Democracy should be more than just a shaky, muddling-through state of affairs, vulnerable to destabilizing economic forces, forces that space development itself may eventually unleash. Democracy has to somehow outgrow the ease with which the people themselves can be easily corrupted (as the U.S. constitutional framers themselves took pains to point out.)

Universal education offers hope: of a truly informed government by the people. This is a much harder, longer, more difficult and more dangerous journey than going to the Moon. We still aren't there yet.

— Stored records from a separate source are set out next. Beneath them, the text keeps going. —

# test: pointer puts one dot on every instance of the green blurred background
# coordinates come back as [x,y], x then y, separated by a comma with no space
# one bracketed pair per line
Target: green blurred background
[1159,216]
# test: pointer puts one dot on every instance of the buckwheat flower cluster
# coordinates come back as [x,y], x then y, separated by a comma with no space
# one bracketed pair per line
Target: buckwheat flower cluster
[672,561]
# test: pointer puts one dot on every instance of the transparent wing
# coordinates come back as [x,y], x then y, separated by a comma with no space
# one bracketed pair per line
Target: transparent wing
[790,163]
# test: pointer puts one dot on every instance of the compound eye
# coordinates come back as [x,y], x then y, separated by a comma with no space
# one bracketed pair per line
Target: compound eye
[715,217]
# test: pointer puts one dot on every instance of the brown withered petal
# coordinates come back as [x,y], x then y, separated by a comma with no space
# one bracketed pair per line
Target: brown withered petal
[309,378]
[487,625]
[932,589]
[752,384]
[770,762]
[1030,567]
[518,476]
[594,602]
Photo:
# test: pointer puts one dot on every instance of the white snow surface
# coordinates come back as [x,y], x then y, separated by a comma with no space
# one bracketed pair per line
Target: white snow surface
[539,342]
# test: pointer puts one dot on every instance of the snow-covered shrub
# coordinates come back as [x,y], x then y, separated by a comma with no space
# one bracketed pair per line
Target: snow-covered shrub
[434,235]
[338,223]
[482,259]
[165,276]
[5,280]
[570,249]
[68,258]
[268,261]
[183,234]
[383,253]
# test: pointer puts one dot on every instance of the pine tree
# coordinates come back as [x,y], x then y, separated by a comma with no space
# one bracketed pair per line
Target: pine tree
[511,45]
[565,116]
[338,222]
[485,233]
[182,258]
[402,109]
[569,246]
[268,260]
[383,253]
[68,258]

Democracy's most serious problem is that it suffers from what economists call "the free-rider problem." An informed electorate is far preferable to knee-jerk mass reaction, but very little in the current system provides individual voters with incentives to understand what they are voting for. Quite the contrary -- "let others do the hard thinking," seems to be the feeling, "I have better things to do."

And politicians increasingly exploit that free-rider weakness. The current U.S. administration is the most focus-group-driven government in history, well beyond anything we saw with the notoriously poll-obsessed Clinton crowd. Focus groups skim the surface of people's political consciousness. They are little more than laboratory simulations of knee-jerk voter reactions, and are conducted in a style that avoids consideration and debate for precisely that reason. A focus group setting might predict a broad positive consensus from Americans about the manned space program, but it wouldn't tell Americans anything they don't already know about it -- which, for most of them, is precious little.

In recent years, there have been some significant experiments with an alternative: deliberative polling. This is a focus group with a difference: the emphasis is on avoiding impulsive formation of opinions, on reconsideration of opinions, on avoiding premature polarizations in debate. The experiments have shown that people can and do change their minds when they study all sides of an issue together. Deliberative polling brings something like the jury style of deliberation to democracy's free-rider problem: nobody gets out without using their brain. Some of the better work on the idea has been done by James Fishkin at the University of Texas in Austin.

Deliberative polling might be applied to the problem of selecting "citizen space explorers." In the process, it might do more than yield better candidates than NASA could ever turn up. It could also solve the problems of political legitimacy in passenger selection, a process which is still uncertain, opaque, uncodified; a process that will remain forever open to charges of partisan or propagandistic slant even if it happened to be a model of neutrality and objectivity. Deliberative polling might also quell the questions raised by space tourism as we have seen it so far, with its initial self-selection from among the very wealthy.

After seeing some number of citizen space explorers selected in a deliberative style, the American public might wake to the realization that a new form of democracy (really, a form true to the oldest Greek polis democracy, but updated for our age) might be brought to bear not just on some merely symbolic problems of the space program, but also on problems of much greater significance on Earth.

Finally, consider what a truly democratic space citizen selection process would do for America's image abroad. The American system is still widely admired in most countries, even among critics of its foreign policy. Amazingly, it even has admirers among many victims of those foreign policies, especially among dissident intellectuals imprisoned for years by repressive governments previously supported by the US., in Indonesia, Kenya, South Korea, the Phillipines. Citizens in space, selected by citizens, would be a program that tells the world: "The system you admired was alive because of Americans who understand it, and we're still here. We change. We get better. We honor citizenship and choice and opportunity and, yes, careful thought as well. And we combine those ingredients whenever possible, to make new, better democratic institutions." Who among us, looking at the world today, would say that America doesn't need that now, more than ever?